I rather liked Michael Winner, although I didn't like his films, not because of their violence, just because they were not, on the whole, very good films; equally, I didn't agree with some of what he wrote. But he had a lively ebullient style, and never seemed to want to be taken too seriously. I think he knew exactly how he sounded and enjoyed it, and above all loved being entertaining as a public persona, making typically outrageous comments, but rarely malicious ones. On one notable occasion, he demonstrated unexpected support for lesbians, when the host expected him to be a reactionary conservative who would side with his own bigotry:

He appeared as a guest on LWT's new Friday evening talk show, hosted by Richard Littlejohn. Two lesbians, including the former leader of Lambeth council, Linda Bellos, had been invited on to the same programme to be insulted by the host, who turned to Winner to invite him to say a few words in favour of the traditional nuclear family, and got an answer very different from the one he was expecting. Appalled by the sight of Littlejohn brandishing a test tube, a yoghurt carton and a pathetic eagerness to offend at Linda Bellos and another lesbian mother, Winner exploded, "I think the lesbians have come over with considerable dignity and you have come over as an arsehole". (3)

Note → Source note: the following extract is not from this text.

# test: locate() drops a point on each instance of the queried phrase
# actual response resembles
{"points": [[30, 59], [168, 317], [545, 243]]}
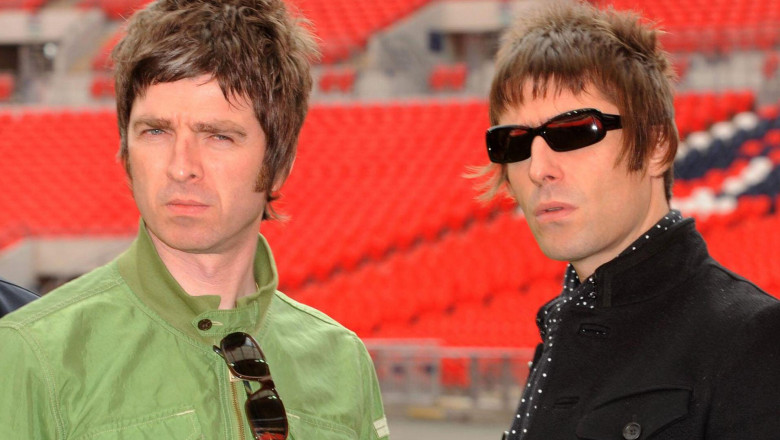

As he told the host, "I'm quite appalled - and very nearly walked out - to be on a British television programme where lesbians are wheeled in for you to make smutty and offensive remarks to".

He's the kind of character who will leave a void. In his case, a rather large, almost spherical one, as he would have been the first to concede.

Links
(1) http://www.telegraph.co.uk/culture/film/film-news/9815983/Michael-Winner-in-quotations.html
(2) http://www.irishtimes.com/blogs/screenwriter/2013/01/21/michael-winner-and-the-lesbians/ [You Tube Clip]
(3) http://blogs.independent.co.uk/2013/01/21/michael-winners-finest-hour/
(4) http://www.guardian.co.uk/lifeandstyle/wordofmouth/2013/jan/21/michael-winner-unique-restaurant-critic

1 comment:

Bob Hill said...

Good Blog Tony but you forgot to mention that Michael founded the Police Memorial Trust. That legacy will probably outlive his film making.

I am not surprised he had problems with Linda Bellos who could make life very difficult for those who did not agree with her.